A Full-Stack Voice AI Platform with TTS, Voice Conversion, and Generative Audio

Client

Personal

Timeframe

March 30 - May 12

Stack

PyTorch, FastAPI, Docker, StyleTTS2, Seed-VC, Make-An-Audio, React, Next.js, Tailwind CSS, AWS, Inngest, Auth.js

Source Code

Project Breakdown

Project Overview

The goal was to create a full-stack, self-hosted alternative to ElevenLabs—a platform capable of Text-to-Speech (TTS), Voice Conversion, and Text-to-Audio generation—using open-source AI models. The motivation stemmed from the limitations of proprietary tools like ElevenLabs (e.g., closed APIs, high costs). This project successfully delivered a modular, scalable voice AI platform that brings powerful generative audio capabilities to users without vendor lock-in.

Implemented Features

The final platform includes the following components:

Text-to-Speech (TTS) with StyleTTS2 for high-quality, expressive voice generation.
Voice Conversion using Seed-VC, allowing identity-preserving voice transformations.
Text-to-Audio generation powered by Make-An-Audio, enabling non-speech soundscape creation.
Custom voice fine-tuning from just a few minutes of user-provided audio samples.
A modern, credit-based web interface for managing usage and output

A modern web interface with:

Real-time voice switching
Custom voice uploads
Audio history and downloads
A credit-based system to track and manage usage

Technical Stack

AI/Deep Learning Models

StyleTTS2 – Diffusion-based TTS with strong expressiveness and naturalness
Seed-VC – Neural voice conversion with clear speaker identity preservation
Make-An-Audio – Latent diffusion-based text-to-audio synthesis engine

Backend & Infrastructure

PyTorch for training, inference, and fine-tuning pipelines
FastAPI serving RESTful endpoints
Inngest for GPU queue management to ensure efficient task execution
Docker for model containerization and deployment
AWS S3 used for storing generated audio files

Frontend

Built using Next.js 15.3.0, React, Tailwind CSS
Auth.js for user authentication; optional integration with Clerk
Clean, modular UI designed for smooth UX

Research & Innovation Highlights

While the models are open-source, this project goes beyond simply running them:

Fine-tuned user voices with just 2–5 minutes of training data
Benchmarked audio quality and latency across models to inform trade-offs
Built a hybrid inference pipeline: Seed-VC ➜ Make-An-Audio to combine voice conversion with generative audio
Identified and mitigated bottlenecks related to memory consumption and model size (especially with diffusion models)
Designed the system with future SaaS scalability in mind

Outcome & Impact

This project demonstrates a complete full-stack solution that integrates advanced generative AI, infrastructure engineering, and user experience design.

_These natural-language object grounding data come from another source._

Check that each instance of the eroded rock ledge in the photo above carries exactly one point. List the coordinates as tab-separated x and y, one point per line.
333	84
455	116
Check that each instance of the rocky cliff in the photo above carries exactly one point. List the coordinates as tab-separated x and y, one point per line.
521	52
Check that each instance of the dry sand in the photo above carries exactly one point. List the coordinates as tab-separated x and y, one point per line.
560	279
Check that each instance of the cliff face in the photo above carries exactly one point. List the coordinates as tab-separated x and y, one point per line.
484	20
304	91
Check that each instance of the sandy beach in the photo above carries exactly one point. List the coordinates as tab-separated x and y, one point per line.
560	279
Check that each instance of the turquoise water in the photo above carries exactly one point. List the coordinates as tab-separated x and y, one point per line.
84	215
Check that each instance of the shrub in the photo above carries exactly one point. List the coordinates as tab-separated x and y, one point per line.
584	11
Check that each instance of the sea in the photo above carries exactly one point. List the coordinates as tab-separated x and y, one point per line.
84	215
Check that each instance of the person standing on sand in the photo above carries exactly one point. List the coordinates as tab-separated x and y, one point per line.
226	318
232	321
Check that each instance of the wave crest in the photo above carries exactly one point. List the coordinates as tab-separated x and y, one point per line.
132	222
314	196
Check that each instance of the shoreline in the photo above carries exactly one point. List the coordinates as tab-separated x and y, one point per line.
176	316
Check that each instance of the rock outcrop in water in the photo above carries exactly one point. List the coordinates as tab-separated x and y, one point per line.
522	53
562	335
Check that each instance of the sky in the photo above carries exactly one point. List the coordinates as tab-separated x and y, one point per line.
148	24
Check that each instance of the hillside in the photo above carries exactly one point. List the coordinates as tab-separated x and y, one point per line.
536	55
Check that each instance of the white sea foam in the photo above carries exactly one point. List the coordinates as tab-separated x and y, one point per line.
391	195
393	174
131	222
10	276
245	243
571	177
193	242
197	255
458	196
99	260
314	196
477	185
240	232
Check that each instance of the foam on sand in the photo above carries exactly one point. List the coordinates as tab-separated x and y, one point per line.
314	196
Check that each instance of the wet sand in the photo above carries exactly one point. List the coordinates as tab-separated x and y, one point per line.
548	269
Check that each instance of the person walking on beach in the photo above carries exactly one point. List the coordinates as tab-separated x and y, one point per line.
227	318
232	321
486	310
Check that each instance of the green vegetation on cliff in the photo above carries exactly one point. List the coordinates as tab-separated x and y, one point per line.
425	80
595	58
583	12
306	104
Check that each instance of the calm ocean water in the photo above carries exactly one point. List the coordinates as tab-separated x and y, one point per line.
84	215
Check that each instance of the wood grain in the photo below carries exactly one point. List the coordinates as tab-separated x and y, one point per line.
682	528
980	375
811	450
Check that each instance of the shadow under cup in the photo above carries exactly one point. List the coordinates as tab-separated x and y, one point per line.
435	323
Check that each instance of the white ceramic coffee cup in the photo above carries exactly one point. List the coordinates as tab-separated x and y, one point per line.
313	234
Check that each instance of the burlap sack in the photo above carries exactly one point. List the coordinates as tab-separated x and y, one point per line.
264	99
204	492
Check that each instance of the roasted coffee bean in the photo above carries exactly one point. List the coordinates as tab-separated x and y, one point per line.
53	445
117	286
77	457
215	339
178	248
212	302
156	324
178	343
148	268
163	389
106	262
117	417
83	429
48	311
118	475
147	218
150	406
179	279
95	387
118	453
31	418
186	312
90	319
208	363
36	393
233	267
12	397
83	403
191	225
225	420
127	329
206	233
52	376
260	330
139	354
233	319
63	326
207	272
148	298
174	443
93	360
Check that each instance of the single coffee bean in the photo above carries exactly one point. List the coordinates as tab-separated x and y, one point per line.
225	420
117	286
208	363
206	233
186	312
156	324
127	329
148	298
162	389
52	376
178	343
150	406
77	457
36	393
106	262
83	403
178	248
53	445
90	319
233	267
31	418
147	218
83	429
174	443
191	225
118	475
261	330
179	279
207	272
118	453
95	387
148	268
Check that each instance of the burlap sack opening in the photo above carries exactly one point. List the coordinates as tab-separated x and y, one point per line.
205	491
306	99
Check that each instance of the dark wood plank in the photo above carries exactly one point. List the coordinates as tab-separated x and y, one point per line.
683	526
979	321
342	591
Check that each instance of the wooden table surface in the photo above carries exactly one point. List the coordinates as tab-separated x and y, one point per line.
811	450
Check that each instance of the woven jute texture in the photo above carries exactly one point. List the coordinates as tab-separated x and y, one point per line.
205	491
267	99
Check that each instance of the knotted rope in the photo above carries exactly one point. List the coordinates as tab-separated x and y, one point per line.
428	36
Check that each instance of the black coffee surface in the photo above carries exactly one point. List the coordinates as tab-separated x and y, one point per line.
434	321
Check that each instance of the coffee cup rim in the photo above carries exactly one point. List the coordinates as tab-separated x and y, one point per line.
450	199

It offers the same core functionalities as ElevenLabs but remains open, customizable, and cost-efficient. The system is already usable in production scenarios like:

Custom voice assistants
Content creation workflows
Game and virtual world audio
Accessibility enhancements

This build showcases technical mastery in diffusion models, transformers, real-time inference systems, and product-ready AI engineering.